So there’s a rumor going around this week about a possible Boy Meets World reunion/sequel series being in development. This warms my heart and fills me with ’90s nostalgia, even if Sabrina, The Teenage Witch was my favorite among the shows in the TGIF lineup. I enjoyed BMW as much as the next person, and what’s always stuck with me about the show is how cohesive and supportive the core group of friends is. Once the series progressed past the awkward middle school years, on one hand you lost Minkus, which was a tragedy, but on the other hand, you got to watch the friendships between Cory, Shawn, and Topanga grow into relationships you sensed were going to last for awhile. As the characters got older, they stayed close to each other, but their group opened up to include the other people that became important in their lives. (BMW is one of the few shows I’ve watched that managed to introduce new characters later in the series and have me not hate them. I’m looking at you, Taylor Townsend.)
The friends on Boy Meets World became an internalized model of what I wanted my group of friends to look like. I wanted one of those close-knit groups that forms early on and expands and evolves with age, where everyone grows together and remains close. For better or worse, frequent moves between schools and between states meant I never really had the chance to be part of that sort of group, but it certainly didn’t keep me from trying. In every phase of my life, I’ve tried to fashion a group of friends, trying every tactic in the book from making nicknames to mailing lists to t-shirts. It turns out that like fetch or a Romney presidency, you can’t make a friend circle happen. Time and time again, I tried to make the people I was friends with into a cohesive group, but they never clicked together in a lasting way like I wanted them to. This is all well and good in high school and college where you see the majority of the people you know on a very regular basis, but having a fragmented friend group as an adult can get exhausting. The amount of effort to nail down plans with even one person, let alone a group of people that felt lukewarm about each other, was starting to feel like more trouble than it was worth. (Let me just say that none of this is to malign any of my friends. They’re all amazing, incredible people who I feel blessed to have in my life. I’ve just always (misguidedly) wanted them to feel more that way about each other.)

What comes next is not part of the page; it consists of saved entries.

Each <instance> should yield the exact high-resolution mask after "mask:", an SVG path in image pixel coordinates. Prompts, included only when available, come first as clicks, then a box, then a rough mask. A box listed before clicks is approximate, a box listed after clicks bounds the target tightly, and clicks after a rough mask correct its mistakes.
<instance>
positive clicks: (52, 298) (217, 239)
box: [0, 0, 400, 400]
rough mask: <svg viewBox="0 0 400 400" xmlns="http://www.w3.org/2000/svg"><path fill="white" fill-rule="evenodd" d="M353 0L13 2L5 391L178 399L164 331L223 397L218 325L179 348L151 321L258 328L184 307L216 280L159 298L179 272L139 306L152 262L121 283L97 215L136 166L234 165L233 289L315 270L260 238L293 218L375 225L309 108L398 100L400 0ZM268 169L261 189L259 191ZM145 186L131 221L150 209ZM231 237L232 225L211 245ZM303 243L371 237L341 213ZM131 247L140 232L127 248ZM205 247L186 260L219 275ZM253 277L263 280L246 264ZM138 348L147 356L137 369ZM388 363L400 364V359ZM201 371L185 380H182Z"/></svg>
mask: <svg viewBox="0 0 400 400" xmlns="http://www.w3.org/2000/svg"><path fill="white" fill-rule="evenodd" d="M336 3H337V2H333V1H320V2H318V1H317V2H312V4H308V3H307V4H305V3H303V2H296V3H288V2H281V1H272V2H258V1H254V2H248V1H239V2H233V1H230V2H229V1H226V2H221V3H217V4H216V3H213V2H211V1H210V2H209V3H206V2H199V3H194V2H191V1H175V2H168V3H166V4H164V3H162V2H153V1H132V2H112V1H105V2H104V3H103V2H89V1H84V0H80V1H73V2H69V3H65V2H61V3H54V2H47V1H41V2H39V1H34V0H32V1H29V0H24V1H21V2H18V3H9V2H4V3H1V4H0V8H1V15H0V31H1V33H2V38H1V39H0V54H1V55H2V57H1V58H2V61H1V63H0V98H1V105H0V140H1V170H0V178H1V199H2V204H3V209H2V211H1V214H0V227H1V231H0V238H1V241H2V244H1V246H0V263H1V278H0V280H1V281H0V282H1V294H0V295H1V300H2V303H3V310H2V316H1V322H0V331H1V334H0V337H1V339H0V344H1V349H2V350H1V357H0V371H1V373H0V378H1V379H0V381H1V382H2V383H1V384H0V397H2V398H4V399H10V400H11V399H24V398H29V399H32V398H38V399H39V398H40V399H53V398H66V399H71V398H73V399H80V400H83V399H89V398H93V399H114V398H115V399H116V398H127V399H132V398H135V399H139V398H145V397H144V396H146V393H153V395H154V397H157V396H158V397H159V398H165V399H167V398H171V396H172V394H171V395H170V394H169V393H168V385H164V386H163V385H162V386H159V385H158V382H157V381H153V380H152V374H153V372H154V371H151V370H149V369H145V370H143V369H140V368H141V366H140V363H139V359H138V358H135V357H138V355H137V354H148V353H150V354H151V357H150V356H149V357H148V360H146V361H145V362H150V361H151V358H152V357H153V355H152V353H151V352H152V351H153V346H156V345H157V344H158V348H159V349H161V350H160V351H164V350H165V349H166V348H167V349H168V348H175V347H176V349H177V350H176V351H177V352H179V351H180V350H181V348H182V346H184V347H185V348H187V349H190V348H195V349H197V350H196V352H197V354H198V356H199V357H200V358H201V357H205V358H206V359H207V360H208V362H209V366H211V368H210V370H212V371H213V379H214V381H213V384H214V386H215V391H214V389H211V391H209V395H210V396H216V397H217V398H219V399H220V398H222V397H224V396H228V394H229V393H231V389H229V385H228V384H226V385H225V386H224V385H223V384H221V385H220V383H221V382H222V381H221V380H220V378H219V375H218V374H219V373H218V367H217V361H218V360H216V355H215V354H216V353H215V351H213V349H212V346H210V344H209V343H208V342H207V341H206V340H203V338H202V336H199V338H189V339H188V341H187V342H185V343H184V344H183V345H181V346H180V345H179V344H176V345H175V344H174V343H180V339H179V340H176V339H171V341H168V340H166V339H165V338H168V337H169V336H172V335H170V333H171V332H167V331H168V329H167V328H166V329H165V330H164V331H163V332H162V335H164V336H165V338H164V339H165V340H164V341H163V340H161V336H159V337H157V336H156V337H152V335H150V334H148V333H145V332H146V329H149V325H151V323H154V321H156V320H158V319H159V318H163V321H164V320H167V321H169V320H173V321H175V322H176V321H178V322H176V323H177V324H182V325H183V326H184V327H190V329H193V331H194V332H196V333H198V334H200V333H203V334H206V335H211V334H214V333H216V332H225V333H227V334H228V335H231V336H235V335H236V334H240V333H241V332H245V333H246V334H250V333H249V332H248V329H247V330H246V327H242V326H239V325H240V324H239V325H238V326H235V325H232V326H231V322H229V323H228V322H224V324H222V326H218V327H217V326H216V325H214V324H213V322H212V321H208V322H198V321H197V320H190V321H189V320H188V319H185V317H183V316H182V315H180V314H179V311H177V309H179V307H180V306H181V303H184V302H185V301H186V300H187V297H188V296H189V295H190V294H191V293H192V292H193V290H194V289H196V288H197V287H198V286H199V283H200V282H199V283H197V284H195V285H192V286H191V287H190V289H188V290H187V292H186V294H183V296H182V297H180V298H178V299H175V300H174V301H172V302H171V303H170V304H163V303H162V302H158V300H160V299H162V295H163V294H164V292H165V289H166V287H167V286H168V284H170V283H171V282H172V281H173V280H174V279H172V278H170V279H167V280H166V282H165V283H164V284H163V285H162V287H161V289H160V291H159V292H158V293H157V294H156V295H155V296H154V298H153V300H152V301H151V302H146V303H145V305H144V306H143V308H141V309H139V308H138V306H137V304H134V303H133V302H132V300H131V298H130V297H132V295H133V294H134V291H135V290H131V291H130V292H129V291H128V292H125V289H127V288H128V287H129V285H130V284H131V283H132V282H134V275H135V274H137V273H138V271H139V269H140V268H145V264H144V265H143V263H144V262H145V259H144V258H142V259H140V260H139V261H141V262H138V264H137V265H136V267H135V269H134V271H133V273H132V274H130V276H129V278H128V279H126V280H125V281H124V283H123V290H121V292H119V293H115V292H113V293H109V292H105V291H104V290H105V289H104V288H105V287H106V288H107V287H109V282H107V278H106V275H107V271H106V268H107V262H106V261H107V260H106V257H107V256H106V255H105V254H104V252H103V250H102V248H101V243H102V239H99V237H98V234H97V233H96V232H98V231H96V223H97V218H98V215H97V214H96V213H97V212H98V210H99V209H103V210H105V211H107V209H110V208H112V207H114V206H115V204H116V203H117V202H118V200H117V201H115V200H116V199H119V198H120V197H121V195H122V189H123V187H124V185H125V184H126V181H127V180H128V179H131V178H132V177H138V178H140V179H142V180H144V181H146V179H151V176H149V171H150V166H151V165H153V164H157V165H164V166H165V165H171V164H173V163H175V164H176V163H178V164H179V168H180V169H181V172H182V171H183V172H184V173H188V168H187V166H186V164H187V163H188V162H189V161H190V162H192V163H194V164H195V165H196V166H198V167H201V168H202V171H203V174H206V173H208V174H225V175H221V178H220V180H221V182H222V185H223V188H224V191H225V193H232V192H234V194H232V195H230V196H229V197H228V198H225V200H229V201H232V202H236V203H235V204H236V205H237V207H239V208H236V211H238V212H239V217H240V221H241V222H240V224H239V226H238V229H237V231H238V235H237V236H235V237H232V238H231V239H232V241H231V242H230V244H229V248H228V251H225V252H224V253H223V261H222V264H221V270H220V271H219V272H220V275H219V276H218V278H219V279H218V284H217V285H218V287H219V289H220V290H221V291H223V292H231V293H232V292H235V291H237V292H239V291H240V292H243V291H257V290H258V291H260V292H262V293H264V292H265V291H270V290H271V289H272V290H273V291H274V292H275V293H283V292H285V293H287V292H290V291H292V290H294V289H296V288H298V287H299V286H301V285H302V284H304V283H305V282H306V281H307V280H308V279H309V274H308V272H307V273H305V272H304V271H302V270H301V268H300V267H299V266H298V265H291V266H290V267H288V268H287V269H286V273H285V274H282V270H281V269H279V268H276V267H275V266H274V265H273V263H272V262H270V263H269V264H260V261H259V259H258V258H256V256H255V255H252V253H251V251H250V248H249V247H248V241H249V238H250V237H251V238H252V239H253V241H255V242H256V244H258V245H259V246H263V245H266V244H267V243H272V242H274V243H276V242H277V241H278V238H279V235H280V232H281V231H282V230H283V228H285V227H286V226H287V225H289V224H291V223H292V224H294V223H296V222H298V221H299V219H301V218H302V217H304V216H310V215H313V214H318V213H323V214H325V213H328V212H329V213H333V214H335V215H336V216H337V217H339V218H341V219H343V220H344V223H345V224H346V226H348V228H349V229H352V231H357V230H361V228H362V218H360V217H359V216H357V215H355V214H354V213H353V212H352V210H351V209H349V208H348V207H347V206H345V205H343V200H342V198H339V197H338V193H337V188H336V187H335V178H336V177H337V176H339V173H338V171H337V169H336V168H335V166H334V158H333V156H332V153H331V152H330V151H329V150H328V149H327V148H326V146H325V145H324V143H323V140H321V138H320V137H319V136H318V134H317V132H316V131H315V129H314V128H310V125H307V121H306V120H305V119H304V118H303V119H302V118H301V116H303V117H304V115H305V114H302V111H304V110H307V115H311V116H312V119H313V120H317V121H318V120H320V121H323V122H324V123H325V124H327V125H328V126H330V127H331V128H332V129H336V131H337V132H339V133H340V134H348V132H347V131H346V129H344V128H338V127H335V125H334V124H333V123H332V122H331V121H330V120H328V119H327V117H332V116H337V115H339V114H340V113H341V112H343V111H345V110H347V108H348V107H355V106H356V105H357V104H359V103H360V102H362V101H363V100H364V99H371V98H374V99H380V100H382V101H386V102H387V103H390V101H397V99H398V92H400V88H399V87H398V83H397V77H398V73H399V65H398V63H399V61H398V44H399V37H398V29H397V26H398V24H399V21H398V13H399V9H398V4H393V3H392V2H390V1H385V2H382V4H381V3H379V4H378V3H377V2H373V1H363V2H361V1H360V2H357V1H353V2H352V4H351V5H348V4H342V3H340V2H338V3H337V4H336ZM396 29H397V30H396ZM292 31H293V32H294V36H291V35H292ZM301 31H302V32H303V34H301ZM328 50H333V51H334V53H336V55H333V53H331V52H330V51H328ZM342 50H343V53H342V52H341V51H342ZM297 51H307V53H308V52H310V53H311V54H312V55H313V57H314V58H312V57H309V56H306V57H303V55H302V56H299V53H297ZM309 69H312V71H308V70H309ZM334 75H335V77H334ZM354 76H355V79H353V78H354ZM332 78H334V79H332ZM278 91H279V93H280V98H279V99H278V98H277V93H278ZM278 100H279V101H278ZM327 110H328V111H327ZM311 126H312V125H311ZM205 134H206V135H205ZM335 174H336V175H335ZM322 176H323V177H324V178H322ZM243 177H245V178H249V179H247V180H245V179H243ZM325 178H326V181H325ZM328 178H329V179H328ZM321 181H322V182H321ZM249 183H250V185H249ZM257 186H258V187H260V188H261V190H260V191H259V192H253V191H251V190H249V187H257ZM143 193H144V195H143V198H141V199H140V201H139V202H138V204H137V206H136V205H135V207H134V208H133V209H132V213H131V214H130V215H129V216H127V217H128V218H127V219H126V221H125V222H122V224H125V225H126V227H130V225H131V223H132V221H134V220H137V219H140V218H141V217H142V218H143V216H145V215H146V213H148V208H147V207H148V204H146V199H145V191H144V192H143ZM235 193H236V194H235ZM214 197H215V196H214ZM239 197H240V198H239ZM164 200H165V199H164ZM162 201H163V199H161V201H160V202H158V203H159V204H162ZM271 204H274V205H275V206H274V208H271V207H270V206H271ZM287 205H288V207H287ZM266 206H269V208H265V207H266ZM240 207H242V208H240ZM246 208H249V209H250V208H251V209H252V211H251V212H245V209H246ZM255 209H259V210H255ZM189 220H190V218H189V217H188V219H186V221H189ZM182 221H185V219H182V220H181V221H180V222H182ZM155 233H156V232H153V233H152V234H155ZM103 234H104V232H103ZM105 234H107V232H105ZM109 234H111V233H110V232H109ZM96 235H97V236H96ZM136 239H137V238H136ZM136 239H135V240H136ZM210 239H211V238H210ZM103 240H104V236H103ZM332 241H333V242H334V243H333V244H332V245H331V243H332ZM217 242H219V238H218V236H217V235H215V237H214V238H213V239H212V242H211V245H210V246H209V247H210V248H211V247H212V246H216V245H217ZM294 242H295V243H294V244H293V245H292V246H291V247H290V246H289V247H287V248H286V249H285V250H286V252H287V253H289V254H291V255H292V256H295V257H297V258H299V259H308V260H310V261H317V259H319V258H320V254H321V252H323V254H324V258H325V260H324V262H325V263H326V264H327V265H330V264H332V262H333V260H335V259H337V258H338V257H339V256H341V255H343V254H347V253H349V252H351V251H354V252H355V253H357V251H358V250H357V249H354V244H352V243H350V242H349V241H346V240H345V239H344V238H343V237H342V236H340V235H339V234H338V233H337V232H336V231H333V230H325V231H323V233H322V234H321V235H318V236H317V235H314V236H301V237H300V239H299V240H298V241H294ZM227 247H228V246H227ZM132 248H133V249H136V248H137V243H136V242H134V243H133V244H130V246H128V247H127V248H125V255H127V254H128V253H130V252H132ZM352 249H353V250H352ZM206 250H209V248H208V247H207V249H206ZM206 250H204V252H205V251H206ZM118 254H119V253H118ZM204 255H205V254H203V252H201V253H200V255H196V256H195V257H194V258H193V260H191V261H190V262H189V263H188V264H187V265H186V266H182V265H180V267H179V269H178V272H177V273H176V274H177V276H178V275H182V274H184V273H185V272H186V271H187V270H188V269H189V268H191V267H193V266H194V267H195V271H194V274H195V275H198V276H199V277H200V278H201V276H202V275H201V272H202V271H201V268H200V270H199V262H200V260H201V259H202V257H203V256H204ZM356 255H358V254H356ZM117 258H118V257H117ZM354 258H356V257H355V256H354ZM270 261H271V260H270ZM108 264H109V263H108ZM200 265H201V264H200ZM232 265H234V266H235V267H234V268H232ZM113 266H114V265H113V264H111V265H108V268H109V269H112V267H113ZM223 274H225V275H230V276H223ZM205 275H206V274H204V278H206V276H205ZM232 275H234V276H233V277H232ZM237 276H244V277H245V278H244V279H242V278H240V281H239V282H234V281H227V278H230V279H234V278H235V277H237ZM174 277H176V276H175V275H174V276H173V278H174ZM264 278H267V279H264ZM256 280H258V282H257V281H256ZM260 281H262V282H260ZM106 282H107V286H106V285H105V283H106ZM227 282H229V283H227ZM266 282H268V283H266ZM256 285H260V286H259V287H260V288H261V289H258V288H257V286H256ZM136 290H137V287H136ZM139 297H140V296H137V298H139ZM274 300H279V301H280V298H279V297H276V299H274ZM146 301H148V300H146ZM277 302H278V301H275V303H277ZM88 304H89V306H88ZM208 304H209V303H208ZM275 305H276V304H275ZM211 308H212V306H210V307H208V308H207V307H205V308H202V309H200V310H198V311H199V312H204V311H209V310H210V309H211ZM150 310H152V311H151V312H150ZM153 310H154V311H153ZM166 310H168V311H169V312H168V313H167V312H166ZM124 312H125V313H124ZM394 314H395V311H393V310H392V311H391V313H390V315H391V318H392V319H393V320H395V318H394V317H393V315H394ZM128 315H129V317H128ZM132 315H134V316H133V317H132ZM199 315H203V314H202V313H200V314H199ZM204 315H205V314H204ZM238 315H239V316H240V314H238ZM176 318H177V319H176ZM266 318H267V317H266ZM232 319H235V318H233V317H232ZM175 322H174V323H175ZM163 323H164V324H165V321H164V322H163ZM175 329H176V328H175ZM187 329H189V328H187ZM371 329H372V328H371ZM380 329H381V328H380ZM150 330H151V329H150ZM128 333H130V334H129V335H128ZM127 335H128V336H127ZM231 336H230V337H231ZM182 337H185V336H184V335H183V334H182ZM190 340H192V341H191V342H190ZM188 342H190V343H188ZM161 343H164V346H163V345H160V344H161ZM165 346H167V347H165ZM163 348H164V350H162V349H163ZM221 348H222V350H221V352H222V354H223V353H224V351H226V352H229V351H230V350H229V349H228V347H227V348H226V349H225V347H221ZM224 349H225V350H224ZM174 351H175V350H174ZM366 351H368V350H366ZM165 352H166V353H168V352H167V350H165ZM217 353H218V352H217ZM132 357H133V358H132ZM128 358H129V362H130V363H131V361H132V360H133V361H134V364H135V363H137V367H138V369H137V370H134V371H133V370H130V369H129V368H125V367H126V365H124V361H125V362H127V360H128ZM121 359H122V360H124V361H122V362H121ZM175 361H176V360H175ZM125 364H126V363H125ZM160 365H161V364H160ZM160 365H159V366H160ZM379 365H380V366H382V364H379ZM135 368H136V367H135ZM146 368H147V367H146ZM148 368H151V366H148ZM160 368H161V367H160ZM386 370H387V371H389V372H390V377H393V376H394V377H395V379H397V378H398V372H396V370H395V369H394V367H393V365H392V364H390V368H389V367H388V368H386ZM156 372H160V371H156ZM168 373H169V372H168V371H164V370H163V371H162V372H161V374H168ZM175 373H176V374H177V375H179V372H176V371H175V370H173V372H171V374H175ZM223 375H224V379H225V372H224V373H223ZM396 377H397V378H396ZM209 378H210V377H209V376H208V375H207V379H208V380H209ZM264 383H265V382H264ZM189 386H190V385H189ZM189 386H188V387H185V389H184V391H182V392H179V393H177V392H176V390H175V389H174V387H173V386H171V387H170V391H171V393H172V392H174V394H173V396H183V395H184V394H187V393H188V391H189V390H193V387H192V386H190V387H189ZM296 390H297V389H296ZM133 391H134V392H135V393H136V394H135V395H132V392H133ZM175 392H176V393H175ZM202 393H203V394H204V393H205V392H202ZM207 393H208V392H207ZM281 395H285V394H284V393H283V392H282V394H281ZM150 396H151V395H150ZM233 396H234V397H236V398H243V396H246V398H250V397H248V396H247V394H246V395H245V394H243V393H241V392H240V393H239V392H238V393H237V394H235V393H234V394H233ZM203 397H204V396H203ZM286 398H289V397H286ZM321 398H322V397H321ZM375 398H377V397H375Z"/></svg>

I thought for the longest time that maybe I was alone in this, that maybe everyone else had an awesome group of childhood friends that they constantly hung out with while I was sitting on my couch with my cat watching reruns. And then a friend said something that made me realize maybe it wasn’t me, it was where I was living: ”In LA, I feel like no one has a group of friends, you just make plans with one person at a time. Back home, I just send one e-mail about plans on a Friday night, and everyone rolls out.” That sounds nice, I thought, but at the time, I just took her words as a validation of my current lifestyle, not an indication that things could get better.

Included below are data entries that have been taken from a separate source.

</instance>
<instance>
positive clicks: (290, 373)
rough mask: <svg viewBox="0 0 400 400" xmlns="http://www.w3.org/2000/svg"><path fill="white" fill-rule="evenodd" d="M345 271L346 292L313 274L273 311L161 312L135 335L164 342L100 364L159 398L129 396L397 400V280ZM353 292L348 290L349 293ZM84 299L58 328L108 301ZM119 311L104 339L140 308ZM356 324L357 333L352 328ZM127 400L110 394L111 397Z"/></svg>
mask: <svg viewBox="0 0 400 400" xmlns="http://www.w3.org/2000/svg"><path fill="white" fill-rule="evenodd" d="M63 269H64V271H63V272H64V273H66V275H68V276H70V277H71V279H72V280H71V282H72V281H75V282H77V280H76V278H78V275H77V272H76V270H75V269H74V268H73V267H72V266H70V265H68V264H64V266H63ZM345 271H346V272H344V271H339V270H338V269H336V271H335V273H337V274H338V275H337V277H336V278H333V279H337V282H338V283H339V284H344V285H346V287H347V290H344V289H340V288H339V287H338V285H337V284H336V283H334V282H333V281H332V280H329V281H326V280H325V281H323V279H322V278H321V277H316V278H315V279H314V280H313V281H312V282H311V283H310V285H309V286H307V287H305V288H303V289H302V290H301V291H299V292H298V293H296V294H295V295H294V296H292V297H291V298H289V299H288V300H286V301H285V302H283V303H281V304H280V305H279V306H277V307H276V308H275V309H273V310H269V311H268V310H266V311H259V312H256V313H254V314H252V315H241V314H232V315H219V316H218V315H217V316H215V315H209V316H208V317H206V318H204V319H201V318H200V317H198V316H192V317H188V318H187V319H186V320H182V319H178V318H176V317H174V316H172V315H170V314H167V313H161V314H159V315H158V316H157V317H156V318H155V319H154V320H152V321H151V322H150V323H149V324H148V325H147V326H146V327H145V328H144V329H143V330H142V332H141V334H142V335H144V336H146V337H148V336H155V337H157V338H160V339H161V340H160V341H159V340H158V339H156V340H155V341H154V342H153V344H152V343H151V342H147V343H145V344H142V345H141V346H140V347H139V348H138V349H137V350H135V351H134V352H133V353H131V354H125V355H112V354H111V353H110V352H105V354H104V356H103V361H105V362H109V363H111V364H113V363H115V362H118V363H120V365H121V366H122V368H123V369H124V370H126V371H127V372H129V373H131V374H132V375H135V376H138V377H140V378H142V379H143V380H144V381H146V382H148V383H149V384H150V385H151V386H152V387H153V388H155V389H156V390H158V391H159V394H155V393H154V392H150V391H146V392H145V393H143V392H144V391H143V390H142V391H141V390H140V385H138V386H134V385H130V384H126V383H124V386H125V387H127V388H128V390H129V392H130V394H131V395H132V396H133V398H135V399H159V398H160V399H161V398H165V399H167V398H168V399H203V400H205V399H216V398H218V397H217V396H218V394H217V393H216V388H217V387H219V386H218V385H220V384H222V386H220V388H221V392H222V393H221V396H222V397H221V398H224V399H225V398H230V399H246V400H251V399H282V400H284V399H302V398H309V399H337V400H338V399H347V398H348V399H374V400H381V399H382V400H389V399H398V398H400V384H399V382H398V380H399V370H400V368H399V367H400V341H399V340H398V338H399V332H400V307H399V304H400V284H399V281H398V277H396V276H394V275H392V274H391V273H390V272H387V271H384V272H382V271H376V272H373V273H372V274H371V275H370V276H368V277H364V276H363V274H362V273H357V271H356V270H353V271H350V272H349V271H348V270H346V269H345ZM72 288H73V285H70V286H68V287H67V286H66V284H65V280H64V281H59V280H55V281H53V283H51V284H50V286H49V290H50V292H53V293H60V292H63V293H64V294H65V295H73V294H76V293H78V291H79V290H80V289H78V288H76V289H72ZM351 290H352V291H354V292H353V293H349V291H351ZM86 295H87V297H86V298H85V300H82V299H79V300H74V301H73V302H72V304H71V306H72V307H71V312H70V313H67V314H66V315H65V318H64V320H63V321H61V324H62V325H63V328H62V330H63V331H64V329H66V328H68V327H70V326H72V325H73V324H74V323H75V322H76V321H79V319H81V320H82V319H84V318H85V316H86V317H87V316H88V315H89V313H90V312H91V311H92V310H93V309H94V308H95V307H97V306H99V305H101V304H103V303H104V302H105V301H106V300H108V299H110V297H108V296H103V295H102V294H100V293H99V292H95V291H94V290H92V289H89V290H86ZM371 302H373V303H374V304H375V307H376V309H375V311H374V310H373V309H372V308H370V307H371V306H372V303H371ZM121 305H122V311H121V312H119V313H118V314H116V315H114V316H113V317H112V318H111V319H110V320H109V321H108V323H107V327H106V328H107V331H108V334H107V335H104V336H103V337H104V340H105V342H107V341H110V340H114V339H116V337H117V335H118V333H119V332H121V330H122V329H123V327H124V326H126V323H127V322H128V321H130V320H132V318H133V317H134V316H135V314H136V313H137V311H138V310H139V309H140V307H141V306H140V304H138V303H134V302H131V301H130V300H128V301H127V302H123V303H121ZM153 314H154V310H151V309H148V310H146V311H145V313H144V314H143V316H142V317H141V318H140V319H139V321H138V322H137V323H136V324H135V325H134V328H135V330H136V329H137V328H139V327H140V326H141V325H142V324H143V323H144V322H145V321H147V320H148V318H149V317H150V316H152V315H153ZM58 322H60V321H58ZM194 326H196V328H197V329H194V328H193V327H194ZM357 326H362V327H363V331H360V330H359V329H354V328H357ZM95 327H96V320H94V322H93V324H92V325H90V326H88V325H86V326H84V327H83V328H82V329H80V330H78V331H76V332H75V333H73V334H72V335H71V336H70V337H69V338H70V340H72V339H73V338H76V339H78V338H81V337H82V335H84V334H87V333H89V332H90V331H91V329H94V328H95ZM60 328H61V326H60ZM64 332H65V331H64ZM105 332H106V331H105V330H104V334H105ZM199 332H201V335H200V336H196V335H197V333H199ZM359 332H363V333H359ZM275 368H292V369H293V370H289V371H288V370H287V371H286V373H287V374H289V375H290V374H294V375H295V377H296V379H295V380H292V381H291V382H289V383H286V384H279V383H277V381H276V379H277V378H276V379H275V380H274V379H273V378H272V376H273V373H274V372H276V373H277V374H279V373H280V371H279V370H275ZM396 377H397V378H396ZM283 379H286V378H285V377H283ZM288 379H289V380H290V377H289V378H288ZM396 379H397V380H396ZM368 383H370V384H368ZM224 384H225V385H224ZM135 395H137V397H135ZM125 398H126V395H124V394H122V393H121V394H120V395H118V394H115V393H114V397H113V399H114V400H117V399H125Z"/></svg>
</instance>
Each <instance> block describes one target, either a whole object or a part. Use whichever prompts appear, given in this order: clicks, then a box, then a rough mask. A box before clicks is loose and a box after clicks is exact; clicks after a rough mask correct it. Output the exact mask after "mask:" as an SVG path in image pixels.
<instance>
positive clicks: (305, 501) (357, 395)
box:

They say you’ll meet someone when you stop looking. This statement is usually applied to people looking for significant others, but for me, it’s also true of this mythical friend group I’ve been looking for. That same friend who so perfectly articulated my issues with maintaining friendships in LA ended up introducing me to a friend of hers from home who got me a new job on the other side of the country, and that’s when the really amazing thing happened – her group of friends adopted me. Suddenly, with what felt like no effort at all, I was part of one of those cohesive friend groups I’d started thinking didn’t exist. I don’t want to get to awkwardly gushy in case any of them are reading this (hi, guys!), but it’s just been refreshing to finally meet a group of people it’s just easy to hang out with. Maybe it’s just me, but friendship in LA always felt more like a dating game, always having to play hard to get (“Oh, well I’m hanging out with so and so on this day, but I guess I could make time for you next weekend”), but in DC I’ve been fortunate enough to get to skip ahead to the relaxed, fun phase where you get to sit around and eat junk food in your pajamas together and you never really have to stress about whether or not you have plans for Friday night.
It might be inaccurate in its depictions of romance and roommates, but there are some relationships shown on TV that you can aspire to. Now, if I could just figure out how to make my other childhood aspiration of having magic powers happen, I’ll really be in business.